POWER SUN Spec said:


> The PowerSun UV™ is a high intensity source of UVB, UVA, heat and visible light. Because the PowerSun UV is a self-ballasted bulb it can be used in any ceramic socket that is rated to handle the wattage. The PowerSun UV has nickel-plated threads to ensure that it will not corrode in humid reptile habitats. These lamps project useable UVB radiation greater distances (up to 6 feet) than conventional fluorescent tubes. This makes them ideal for large enclosures and reptiles with high UV demands. The PowerSun UV has all of the benefits of our award winning ReptiSun bulbs with the added benefit of increased intensity, heat and a one year guarantee.


 

Apparently.......


----------



## paulskin (Jul 5, 2007)

yeah iv been in the boat since starting to build,asking constant questions, think il risk going for a mega ray or a uv sun lux and see how it goes


----------



## Tony Turbo (Oct 19, 2006)

Now I'm thinking about getting a Mega Ray too, even though this Power Sun is pants....
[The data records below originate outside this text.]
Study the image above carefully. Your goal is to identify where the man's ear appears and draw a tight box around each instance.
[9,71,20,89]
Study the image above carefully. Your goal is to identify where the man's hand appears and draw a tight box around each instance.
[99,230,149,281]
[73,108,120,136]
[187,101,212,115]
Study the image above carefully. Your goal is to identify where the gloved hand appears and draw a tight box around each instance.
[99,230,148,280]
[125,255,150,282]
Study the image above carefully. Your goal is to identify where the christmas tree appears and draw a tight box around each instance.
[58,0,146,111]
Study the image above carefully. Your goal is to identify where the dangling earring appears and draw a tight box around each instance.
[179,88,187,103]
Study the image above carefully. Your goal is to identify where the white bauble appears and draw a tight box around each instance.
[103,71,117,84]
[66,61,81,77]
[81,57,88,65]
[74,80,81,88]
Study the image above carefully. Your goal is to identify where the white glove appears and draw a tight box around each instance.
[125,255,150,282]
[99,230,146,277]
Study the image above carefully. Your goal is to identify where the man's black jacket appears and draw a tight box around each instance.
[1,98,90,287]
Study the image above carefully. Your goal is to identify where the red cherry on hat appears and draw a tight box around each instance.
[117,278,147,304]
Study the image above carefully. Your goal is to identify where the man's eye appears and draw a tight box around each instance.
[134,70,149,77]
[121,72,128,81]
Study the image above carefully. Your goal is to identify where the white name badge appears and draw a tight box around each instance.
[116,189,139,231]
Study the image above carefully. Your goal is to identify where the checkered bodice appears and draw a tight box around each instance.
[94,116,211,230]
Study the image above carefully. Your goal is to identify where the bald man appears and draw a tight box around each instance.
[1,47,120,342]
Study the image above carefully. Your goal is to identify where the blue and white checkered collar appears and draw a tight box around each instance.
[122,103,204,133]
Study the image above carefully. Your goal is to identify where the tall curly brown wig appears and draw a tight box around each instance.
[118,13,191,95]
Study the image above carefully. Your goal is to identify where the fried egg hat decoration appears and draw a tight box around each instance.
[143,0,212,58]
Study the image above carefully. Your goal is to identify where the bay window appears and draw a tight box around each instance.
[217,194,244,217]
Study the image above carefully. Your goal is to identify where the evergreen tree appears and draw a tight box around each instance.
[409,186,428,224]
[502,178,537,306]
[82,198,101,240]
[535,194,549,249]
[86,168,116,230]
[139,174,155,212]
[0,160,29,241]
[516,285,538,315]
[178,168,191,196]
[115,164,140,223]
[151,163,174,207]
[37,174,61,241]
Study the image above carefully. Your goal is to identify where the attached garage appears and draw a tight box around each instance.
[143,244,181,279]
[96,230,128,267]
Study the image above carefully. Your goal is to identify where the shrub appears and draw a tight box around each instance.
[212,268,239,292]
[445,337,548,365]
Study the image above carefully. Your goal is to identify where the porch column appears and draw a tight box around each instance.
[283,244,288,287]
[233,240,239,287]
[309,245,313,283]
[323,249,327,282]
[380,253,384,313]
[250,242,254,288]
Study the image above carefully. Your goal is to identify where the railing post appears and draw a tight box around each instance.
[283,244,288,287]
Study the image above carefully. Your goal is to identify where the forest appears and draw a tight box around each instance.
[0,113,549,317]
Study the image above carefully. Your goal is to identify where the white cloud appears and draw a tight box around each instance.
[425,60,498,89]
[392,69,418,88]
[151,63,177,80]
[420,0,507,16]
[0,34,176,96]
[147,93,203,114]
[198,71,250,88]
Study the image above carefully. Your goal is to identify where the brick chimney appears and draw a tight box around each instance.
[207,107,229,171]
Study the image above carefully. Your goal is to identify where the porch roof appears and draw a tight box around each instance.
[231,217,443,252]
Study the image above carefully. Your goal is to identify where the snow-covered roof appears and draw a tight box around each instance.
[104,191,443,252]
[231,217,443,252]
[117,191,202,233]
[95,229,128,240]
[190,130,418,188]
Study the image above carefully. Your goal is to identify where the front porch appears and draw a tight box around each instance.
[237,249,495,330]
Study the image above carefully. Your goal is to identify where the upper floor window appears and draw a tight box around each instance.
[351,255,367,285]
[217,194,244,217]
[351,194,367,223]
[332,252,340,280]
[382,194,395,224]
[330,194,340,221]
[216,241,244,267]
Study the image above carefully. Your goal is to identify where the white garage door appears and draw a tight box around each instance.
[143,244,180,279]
Not as straight forward as I would have hoped.


----------



## Graham (Jan 27, 2007)

I don't use Powersuns but IIRC they are floods? That might account for your's not producing very much heat, it sounds like you need a MVB _spot_ which produces a much more concentrated beam.

I use a T-Rex/MegaRay which is a narrow flood, sort of halfway between a flood and a spot and it produces a 32°C (90°F) basking spot at about 15".

I don't know if it's still available but you used to be able to get a T-Rex Spot, which has a highly concentrated beam and produces a lot more heat over a greater distance.


----------



## Tony Turbo (Oct 19, 2006)

Thanks Graham, do you know what wattage your Mega Ray is? It will help me choose a wattage.


I have decided to use a Mega Ray and my Powersun. Mega Ray on one side for decent heat and light, and the Powersun for a bit of back ground heat and light as I'll need 2 lights to light my viv, so that could work out well.


----------



## Graham (Jan 27, 2007)

Mine's a 100W which is ideal for my purposes.


----------



## Tony Turbo (Oct 19, 2006)

Thank you Graham, that is very helpful


----------